Monday, April 04, 2016

Gracefully Loved, Gratefully Alive

Today, April 4, 2016 is the 50th Anniversary of my  Baptism.  I was just shy of five years old, but I have no memory of it.  The oldest of my sisters, Leann, was baptized at the same time. She was a bit over a year  old.  It happened in a country Methodist Church, where my Hopkins' grandparents belonged most of their lives.  It has become the most important day of my life, which may seem very strange, but let me tell you why.

No matter what has been going on in my life, spiritually or otherwise, I end up going back to that day.  I must admit that at first this was a discipline based on my theological understanding of Baptism, but it very quickly became a natural habit.  This habit was formed by what I began to find as I tried too go back to that moment of which I have no memory.

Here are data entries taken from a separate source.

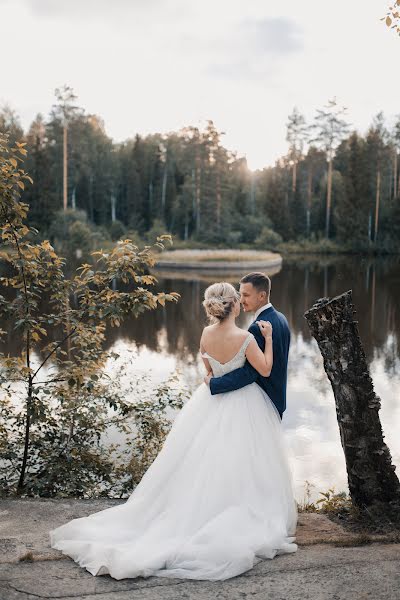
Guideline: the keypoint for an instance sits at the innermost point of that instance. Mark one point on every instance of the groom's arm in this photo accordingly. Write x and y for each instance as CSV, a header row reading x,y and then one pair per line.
x,y
239,377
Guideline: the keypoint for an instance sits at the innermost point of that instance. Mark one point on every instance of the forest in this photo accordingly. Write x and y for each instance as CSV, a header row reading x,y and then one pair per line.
x,y
336,190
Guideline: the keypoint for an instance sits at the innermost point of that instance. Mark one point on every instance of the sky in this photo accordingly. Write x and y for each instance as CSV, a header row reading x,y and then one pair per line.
x,y
149,66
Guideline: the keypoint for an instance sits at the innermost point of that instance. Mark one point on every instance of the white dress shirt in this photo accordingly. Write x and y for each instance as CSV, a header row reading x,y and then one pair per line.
x,y
259,311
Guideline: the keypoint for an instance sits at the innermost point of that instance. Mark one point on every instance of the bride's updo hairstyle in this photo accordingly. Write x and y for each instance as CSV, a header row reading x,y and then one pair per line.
x,y
219,299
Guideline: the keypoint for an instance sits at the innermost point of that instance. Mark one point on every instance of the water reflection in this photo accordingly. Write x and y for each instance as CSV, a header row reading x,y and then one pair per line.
x,y
168,338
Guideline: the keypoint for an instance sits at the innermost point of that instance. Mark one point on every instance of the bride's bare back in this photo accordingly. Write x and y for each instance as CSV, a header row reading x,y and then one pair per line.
x,y
222,343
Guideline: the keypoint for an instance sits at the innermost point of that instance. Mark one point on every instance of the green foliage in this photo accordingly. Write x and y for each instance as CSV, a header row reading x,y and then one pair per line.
x,y
189,184
118,230
53,414
268,239
329,501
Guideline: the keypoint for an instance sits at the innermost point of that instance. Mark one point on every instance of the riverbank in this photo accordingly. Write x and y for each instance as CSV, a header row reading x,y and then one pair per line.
x,y
330,563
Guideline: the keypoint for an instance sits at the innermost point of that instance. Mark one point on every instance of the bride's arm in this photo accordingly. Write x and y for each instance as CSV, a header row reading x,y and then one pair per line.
x,y
261,361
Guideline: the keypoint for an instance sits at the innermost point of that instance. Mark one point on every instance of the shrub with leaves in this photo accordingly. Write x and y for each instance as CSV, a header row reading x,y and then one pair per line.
x,y
55,399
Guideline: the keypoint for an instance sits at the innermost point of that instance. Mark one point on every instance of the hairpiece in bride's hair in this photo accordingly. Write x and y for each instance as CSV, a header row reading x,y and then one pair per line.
x,y
219,299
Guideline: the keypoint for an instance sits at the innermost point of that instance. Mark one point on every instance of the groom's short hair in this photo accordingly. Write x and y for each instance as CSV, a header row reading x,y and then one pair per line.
x,y
260,281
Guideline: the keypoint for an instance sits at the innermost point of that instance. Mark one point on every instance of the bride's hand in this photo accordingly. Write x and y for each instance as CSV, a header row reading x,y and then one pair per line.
x,y
265,328
208,377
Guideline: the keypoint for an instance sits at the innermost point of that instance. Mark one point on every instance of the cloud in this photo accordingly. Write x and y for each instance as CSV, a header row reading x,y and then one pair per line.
x,y
255,47
87,9
274,36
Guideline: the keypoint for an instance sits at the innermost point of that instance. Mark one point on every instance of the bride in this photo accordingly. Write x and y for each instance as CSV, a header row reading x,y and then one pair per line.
x,y
219,496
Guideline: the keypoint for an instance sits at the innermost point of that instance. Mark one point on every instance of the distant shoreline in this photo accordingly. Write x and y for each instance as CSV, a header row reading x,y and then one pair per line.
x,y
218,260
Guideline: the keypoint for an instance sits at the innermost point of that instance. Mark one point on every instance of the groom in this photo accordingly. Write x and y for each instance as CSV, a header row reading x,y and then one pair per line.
x,y
254,295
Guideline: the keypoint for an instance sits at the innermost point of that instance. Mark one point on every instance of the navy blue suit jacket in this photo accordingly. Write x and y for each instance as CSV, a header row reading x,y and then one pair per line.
x,y
275,384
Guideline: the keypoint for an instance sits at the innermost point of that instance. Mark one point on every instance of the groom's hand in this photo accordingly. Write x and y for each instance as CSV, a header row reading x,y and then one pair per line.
x,y
207,378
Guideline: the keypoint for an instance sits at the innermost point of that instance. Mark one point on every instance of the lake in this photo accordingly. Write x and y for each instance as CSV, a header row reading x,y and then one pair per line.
x,y
167,340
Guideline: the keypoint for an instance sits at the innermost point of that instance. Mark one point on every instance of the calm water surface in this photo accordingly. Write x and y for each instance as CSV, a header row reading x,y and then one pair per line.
x,y
167,340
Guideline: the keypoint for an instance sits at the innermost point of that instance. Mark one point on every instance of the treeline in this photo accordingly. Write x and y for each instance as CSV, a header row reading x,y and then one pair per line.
x,y
333,183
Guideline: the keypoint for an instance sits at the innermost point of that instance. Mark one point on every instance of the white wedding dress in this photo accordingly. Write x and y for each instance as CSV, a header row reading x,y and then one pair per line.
x,y
217,499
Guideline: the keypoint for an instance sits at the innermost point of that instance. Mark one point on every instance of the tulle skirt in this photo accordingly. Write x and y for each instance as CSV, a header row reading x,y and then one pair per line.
x,y
217,499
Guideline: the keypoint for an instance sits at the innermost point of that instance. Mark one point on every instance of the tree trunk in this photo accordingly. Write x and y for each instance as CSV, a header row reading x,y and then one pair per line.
x,y
371,475
328,199
377,202
309,199
294,176
164,191
218,201
65,169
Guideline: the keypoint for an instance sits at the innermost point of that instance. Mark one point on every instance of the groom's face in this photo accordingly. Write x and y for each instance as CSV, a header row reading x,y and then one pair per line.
x,y
251,298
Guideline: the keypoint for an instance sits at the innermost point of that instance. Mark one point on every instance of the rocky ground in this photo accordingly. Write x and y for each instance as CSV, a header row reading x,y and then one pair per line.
x,y
331,563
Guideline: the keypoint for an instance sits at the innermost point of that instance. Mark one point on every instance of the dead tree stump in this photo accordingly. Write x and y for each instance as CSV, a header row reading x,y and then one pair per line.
x,y
371,474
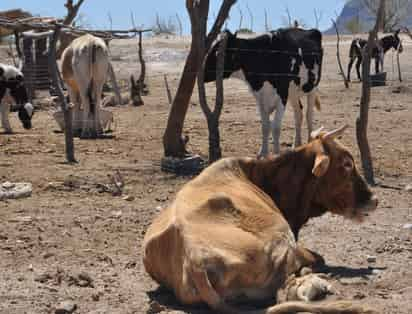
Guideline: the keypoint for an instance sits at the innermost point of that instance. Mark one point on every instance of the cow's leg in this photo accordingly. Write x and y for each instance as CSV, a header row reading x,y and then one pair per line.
x,y
298,112
351,61
358,64
309,112
377,64
77,118
265,124
5,111
97,97
277,125
307,258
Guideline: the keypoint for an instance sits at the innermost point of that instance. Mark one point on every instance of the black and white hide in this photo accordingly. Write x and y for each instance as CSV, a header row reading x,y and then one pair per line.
x,y
12,84
279,67
380,48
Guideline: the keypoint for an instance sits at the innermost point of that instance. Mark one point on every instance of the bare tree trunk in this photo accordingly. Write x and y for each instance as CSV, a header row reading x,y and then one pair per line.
x,y
179,21
169,94
67,112
65,38
115,86
212,117
240,19
267,28
251,17
342,72
362,120
173,142
142,66
398,62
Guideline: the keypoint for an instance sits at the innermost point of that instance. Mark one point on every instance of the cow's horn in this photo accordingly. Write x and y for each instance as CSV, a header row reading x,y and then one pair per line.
x,y
316,133
335,133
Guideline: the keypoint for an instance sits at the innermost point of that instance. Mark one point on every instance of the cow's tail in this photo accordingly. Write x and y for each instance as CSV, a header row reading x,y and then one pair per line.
x,y
90,88
354,49
209,295
336,307
92,101
317,103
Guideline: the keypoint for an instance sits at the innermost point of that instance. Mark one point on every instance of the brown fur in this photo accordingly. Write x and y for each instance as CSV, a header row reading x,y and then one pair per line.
x,y
231,232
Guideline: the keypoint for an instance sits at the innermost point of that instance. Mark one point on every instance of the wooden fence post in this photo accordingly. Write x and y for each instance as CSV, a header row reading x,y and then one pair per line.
x,y
67,112
362,120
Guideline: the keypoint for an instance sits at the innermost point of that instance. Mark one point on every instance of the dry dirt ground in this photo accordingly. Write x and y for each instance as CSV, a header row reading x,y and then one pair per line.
x,y
71,240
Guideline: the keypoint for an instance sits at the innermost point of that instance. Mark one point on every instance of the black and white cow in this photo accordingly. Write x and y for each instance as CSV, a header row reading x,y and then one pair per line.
x,y
12,84
278,67
378,52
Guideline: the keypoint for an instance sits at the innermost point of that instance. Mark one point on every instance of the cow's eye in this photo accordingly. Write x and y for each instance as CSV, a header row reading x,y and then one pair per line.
x,y
347,165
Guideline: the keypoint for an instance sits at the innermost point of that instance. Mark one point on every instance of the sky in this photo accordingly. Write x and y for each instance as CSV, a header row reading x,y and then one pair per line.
x,y
95,13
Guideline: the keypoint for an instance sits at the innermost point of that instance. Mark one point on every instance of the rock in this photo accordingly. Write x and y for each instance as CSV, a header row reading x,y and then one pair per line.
x,y
82,280
128,198
116,214
15,190
8,185
23,219
407,226
155,308
96,296
66,307
43,278
371,259
48,255
352,281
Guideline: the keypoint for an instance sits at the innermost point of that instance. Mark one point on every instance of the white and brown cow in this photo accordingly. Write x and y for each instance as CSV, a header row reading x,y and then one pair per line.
x,y
231,233
13,89
85,64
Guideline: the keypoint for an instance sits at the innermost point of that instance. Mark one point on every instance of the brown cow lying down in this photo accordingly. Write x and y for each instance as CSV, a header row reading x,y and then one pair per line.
x,y
229,234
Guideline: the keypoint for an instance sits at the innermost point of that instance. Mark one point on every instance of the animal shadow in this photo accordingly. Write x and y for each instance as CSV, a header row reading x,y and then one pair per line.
x,y
346,272
166,298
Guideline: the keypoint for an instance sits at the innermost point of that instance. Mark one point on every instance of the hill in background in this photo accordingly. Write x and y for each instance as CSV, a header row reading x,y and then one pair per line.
x,y
356,18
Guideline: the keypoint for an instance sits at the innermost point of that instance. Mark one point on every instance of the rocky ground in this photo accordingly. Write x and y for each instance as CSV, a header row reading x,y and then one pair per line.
x,y
75,241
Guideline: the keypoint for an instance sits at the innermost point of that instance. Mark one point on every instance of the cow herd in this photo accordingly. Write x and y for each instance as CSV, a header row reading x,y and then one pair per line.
x,y
231,234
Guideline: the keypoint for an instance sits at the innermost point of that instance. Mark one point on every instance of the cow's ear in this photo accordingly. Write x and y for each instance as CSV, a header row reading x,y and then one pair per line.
x,y
321,165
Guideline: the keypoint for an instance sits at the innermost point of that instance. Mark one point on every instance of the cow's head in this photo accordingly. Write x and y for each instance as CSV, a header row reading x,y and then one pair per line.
x,y
11,78
340,188
135,92
397,42
232,61
312,55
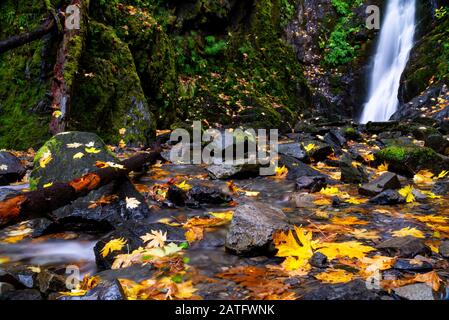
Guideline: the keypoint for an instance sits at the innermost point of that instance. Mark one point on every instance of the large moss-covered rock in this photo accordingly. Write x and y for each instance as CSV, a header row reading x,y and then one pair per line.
x,y
109,96
56,162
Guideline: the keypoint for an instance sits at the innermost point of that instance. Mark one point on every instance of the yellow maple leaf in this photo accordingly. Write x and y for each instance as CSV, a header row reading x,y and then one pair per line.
x,y
348,221
225,215
184,186
45,159
309,147
329,191
423,177
155,239
407,193
408,232
335,276
350,249
442,174
383,167
92,150
281,172
113,245
78,155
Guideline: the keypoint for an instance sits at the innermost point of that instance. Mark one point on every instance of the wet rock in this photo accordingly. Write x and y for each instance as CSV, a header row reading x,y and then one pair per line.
x,y
227,171
352,173
320,151
298,169
318,260
27,294
416,291
131,232
412,265
444,249
11,169
63,167
386,181
311,183
388,197
5,287
441,187
204,194
252,227
354,290
335,139
293,150
404,247
176,195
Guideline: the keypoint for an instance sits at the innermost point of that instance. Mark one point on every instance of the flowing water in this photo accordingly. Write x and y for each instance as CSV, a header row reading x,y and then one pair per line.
x,y
393,50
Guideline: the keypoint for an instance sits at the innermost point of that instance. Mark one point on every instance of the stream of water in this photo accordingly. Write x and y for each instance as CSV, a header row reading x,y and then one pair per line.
x,y
392,54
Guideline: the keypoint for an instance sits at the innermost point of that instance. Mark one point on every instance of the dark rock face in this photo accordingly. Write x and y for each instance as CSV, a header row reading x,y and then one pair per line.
x,y
351,173
404,247
409,265
131,232
444,249
252,227
294,150
318,260
26,294
354,290
386,181
441,187
11,170
63,167
312,184
388,197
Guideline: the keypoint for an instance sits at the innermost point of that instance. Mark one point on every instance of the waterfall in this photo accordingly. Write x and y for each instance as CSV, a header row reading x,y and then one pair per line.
x,y
393,50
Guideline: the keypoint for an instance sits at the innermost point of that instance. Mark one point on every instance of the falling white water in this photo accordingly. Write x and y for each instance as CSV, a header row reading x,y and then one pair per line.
x,y
393,50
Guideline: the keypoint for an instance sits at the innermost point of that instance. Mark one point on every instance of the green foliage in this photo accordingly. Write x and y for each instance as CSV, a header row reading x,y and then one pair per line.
x,y
441,12
339,48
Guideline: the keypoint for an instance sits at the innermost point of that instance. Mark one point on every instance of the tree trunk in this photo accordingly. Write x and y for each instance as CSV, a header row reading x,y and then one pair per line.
x,y
66,67
45,200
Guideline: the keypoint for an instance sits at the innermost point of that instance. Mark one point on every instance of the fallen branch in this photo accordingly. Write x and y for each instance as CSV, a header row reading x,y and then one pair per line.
x,y
66,67
45,200
24,38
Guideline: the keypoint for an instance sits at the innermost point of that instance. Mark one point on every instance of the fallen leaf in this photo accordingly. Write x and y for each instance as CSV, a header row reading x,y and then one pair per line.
x,y
113,245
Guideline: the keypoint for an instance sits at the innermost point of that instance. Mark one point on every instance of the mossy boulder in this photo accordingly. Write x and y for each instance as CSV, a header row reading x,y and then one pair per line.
x,y
69,155
109,95
409,159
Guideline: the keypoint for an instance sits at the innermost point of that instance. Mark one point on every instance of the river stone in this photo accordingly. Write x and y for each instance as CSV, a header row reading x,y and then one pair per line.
x,y
252,227
444,249
404,247
388,180
132,231
11,169
353,290
63,167
388,197
416,291
293,149
350,173
227,171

What I began to find was real relationship with God, and by that I mean that I discovered God as wholly and holy gift.  My relationship with God is neither something I created nor is it something I earned, it was simply given to me, and my job since that day, through many fits and starts, tosses and turns, deep awareness and blissful ignorance, has been to be grateful.

Over time I have discovered that being grateful is what it is all about, and by "it" I mean life, everything.  I can talk about and write about the intricacies of Christian theology and understanding the Bible, but when all is said and done, this simple truth is the core:  I am gracefully loved by the force that created the universe and for that I am grateful.

Now, of course, I have many days when I forget this truth, and many days when it is hard to accept it, and many more days when I struggle with the fact that the person who just annoyed me is equally graciously loved.  This simple truth does not always make life easier.  I struggle with it, and that is where my participation in the Christian community, my study of the Bible, my experience of the crucified and risen Jesus, and my life with my husband and family comes in.  They all help to remind me that I am, indeed, graciously loved and my only lifelong pursuit is to be grateful.

I am grateful for my baptism, and I wouldn't want it to have happened in any other way.  I do not need to remember it; I simply need to use it as my reference point for striving to be as fully alive as God would have me be.